Although individuals who accept the loan would not be lowering their
total debt, they would pay less in total interest. In exchange for
that reduction in interest, they would decrease the amount of the debt
that they can escape by defaulting on their mortgage. The debt to the
government would still have to be paid, even if they default on their
mortgage.

Participation will therefore not be attractive to those whose
mortgages that already exceed the value of their homes. But for the
vast majority of other homeowners, the loan-substitution program would
provide an attractive opportunity.

Although home owners may recognize that the national average level of
house prices has further to fall, they do not know what will happen to
the price of their own home. They will participate if they prefer the
certainty of an immediate and permanent reduction in their interest
cost to the possible option of defaulting later if the price of their
own home falls substantially.

The loan-substitution program would decrease the number of homeowners
who would come to have negative equity as house prices decline. That
reduces the number of homeowners who will have an incentive to
default, thereby limiting the risk of a downward spiral of house
prices.

Since individuals now have the right to prepay any part of their
mortgage debt, the 20% reduction in the mortgage balance would not
violate mortgage creditors' rights. Creditors should welcome the
mortgage paydowns, because they make the remaining mortgage debt more
secure. The 20% repayments to creditors would also create a major
source of funds that should stimulate all forms of lending.

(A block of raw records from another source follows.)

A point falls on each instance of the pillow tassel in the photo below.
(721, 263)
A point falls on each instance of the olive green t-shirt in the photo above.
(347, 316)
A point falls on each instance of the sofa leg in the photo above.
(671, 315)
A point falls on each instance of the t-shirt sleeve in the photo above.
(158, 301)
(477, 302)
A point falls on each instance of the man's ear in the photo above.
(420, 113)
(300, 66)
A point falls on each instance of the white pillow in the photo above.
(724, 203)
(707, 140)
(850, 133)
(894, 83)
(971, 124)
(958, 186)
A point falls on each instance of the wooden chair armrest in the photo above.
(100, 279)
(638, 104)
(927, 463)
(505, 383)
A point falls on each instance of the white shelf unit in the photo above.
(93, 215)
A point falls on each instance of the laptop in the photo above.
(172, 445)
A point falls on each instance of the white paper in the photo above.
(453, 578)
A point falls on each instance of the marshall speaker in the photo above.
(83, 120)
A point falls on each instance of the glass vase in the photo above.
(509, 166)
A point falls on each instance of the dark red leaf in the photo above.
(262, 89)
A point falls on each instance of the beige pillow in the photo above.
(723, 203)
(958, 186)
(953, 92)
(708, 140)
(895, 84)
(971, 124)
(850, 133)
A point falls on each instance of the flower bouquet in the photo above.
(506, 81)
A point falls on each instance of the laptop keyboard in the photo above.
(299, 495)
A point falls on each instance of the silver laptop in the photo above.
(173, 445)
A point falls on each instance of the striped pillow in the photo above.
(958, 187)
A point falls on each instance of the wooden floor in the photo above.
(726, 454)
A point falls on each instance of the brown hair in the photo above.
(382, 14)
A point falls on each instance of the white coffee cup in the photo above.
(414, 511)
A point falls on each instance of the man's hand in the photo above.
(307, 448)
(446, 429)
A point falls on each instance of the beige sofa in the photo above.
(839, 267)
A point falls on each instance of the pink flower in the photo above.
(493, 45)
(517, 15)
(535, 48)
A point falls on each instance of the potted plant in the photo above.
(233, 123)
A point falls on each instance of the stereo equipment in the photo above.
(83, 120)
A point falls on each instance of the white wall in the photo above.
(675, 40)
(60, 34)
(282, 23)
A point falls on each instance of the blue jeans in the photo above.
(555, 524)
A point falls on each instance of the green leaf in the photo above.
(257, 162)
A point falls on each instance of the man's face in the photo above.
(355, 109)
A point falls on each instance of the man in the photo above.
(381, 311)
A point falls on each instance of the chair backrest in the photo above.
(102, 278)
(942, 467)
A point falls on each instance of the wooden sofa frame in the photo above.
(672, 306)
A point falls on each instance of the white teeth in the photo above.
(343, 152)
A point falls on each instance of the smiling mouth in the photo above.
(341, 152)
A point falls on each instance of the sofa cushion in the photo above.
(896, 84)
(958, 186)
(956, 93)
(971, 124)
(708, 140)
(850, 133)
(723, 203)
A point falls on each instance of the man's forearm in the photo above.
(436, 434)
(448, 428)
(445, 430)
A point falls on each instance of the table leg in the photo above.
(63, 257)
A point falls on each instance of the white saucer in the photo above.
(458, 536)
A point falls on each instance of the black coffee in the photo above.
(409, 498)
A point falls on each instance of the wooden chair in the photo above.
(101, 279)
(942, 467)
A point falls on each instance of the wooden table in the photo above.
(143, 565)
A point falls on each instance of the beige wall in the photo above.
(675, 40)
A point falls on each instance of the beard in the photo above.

The simplest way to administer the new loans would be for the current
mortgage servicer to collect on behalf of the government and remit
those funds to Washington. There would be no need for a new government
bureaucracy, for new appraisals, or for negotiations in bankruptcy.
The program could be up and running within months after the
legislation is passed.

The government would fund these loans by issuing new two-year debt and
rolling over the debt until the loans are fully repaid, thus
eliminating any net cost to the government. The government loans would
not add to the budget deficit or to the net debt of the nation. Gross
government debt would rise by the amount of the new government
lending, but this would be balanced by the asset value of those loans.

The current possibility of widespread defaults is a cloud over all
mortgage-backed securities, and over credit markets generally. The
uncertainty about the future value of such asset-backed loans has been
a primary reason credit markets have become dysfunctional. And without
a flow of credit, the economy cannot expand.

To lower the risk of a downward spiral of house prices and to revive
the frozen credit markets, the government must move quickly to reduce
the potential number of mortgage defaults. A loan substitution program
may be the best way to achieve that.

Mr. Feldstein, chairman of the Council of Economic Advisers under
President Reagan, is a professor at Harvard and a member of The Wall
Street Journal's board of contributors.